Democratic and Republican legislative leaders are having trouble agreeing on whether they are having a disagreement. Democrats contend that there is bipartisan agreement on the overwhelming majority of Maine’s next biennial budget and no reason to wait much longer to pass it. Republicans say the budget is being rushed so they can be excluded.
The test for who’s right, however, is simple: Democrats can make their case by having the governor promise not to seek a special session this spring.

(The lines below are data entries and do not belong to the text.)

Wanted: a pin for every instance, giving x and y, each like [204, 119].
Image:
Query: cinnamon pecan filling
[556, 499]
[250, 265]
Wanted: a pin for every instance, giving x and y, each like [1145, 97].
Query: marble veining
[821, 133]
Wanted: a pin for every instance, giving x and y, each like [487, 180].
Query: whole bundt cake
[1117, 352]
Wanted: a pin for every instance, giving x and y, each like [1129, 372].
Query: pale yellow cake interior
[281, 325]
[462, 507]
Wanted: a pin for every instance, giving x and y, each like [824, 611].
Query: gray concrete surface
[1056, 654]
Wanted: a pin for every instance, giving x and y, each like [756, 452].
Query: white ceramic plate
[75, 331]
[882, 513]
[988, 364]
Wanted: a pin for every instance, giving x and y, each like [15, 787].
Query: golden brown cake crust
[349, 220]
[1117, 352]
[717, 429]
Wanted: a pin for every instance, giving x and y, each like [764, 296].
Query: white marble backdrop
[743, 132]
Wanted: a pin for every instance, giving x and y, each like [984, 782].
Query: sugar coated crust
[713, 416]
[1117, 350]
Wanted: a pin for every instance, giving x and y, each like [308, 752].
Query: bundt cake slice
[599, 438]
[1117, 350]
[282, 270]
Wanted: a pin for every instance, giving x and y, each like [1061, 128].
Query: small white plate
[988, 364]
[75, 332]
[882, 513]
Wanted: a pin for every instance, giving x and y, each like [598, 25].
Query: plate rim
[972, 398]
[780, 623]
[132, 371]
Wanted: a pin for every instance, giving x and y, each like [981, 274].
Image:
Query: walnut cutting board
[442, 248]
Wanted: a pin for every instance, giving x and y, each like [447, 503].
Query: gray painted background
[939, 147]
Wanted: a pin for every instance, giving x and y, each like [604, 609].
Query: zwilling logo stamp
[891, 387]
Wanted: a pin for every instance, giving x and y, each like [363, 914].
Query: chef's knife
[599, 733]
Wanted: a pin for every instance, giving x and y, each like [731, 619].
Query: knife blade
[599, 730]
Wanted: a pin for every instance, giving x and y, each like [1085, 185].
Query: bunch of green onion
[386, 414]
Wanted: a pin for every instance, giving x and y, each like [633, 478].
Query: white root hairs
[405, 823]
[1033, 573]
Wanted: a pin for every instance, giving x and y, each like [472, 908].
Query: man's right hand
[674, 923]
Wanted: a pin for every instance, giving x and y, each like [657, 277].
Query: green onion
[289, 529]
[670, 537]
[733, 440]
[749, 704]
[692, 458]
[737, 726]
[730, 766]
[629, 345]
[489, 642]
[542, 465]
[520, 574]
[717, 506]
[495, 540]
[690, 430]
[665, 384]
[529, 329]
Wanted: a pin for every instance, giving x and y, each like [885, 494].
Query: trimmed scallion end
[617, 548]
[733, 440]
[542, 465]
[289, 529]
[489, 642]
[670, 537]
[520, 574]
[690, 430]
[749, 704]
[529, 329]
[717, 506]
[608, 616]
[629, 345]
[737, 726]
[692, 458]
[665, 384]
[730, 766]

A little background: Legislation passed by a simple majority of lawmakers takes effect 90 days after the end of a legislative session. Legislation passed by two-thirds of lawmakers can take effect immediately. If Democrats, who are in the majority, pass a budget for the next biennium, beginning July 1, without Republican support, they will need to start the 90-day countdown by April 1. To do that, they must end the session. To complete all nonbudget work, the governor would then need to declare an extraordinary occasion and bring lawmakers back to work.
As Republicans pointed out last week, for at least the last 35 years, the typical time for passing the budget has been late April or early May, after a lot of deliberation, negotiation and compromise. Democrats have controlled both houses for almost all of that time. Putting passage of the budget into that post-April 1 time ensures more than one side of the political spectrum will be represented.
Democratic House Speaker John Richardson doesn’t see it that way, and wrote in a commentary Saturday that it was “curious that the notion of a ‘majority budget’ has become an object of derision in recent years, as if approval by the majority were a bad thing.” It is not a bad thing; it is a lesser thing, the thing you do when you can’t negotiate well enough to get a two-thirds budget.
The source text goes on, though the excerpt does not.